Yet in an effort to catalogue the various odd happening in my life, I am writing amidst my inner "Squirrel!"
- If your toddler is interested in sampling a loved one's herbal laxative tea, don't let him. He might just like the taste, and ask for another sip... followed by another... followed by it's efficacious results.
- Driving under the influence of a) pregnancy hormones and b) Cat Steven's Cat's in the Cradle is never, never wise. So much ugly-crying.
- Date nights might be essential for some couples, but you know what I've realized? I am with my husband all the time because he works from home. Sometimes what we need is a 'Date' Night with friends instead of each other. It gives us something to talk about other than, say, depressing news from Lifesite or the tantrum du jour.

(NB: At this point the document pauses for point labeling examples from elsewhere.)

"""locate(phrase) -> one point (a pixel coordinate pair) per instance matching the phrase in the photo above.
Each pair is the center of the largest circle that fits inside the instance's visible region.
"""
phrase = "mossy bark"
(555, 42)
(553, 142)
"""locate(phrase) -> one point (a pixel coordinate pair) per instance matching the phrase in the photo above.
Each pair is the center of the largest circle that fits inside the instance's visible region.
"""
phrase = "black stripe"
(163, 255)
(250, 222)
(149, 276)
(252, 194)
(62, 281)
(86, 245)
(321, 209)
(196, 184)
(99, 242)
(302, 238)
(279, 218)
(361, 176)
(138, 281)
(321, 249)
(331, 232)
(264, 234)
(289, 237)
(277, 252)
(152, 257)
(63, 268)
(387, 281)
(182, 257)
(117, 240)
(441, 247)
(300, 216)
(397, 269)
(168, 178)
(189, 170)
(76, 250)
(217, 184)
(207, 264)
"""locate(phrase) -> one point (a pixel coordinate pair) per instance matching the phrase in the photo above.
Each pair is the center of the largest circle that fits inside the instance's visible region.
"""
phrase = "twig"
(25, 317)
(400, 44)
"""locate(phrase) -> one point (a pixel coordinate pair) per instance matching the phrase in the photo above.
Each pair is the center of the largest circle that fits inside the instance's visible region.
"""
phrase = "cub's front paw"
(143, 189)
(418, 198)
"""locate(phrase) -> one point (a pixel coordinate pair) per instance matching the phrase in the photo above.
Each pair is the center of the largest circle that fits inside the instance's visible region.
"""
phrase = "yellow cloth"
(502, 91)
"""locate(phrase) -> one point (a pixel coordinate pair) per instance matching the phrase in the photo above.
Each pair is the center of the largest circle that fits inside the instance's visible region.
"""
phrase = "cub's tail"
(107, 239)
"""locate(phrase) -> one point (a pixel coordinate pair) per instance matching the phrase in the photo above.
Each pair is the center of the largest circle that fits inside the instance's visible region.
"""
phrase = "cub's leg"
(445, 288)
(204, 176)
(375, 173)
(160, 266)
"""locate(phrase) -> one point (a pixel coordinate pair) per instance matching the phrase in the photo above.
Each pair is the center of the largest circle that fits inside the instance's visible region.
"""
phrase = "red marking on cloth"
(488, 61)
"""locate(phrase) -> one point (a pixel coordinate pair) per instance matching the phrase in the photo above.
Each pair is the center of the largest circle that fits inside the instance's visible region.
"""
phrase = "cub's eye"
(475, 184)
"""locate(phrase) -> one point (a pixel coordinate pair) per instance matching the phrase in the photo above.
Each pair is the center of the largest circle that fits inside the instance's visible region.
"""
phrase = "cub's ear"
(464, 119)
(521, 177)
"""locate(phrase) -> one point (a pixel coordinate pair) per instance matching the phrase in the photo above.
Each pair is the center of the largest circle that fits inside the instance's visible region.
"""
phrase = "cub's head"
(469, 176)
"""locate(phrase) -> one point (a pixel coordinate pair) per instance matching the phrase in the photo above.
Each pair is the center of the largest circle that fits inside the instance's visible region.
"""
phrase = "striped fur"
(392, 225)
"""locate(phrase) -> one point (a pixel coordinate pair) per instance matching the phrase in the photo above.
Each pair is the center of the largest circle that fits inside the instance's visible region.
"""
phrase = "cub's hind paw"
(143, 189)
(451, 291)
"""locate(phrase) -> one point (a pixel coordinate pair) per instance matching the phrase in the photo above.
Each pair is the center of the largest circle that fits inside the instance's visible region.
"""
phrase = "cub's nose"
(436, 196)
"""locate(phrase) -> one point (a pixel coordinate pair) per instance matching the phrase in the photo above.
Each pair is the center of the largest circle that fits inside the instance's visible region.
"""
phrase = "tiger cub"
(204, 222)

- Some times while washing the dishes, you turn around and see this:
It makes my heart smile.
- When the subject of kindergarden 'curriculum' comes up with the other moms at your son's preschool program comes up, it's best to keep your mouth shut. Why is that? Well, I for one was suggesting to another mom a program for preschool-aged kids (she had asked; I have heard it recommended) when they all rebutted me "but that's a playgroup, they don't have a curriculum" and I like a fool -- fool! -- said, "but how much 'curriculum' do even kids in primary do? Isn't it a lot of 'play' too?"
Crickets. Followed by shocked and horrified stares.
- Digging up worms in the compost bin is great fun. We had to empty it, and give all our BEAUTIFUL soil to the municipality because I am not adding soil to my packing list when we move! Noah promptly named them all -- Jacob, Thinworm-Bigworm and Wormy-Worm (Part 1, 2 and 3).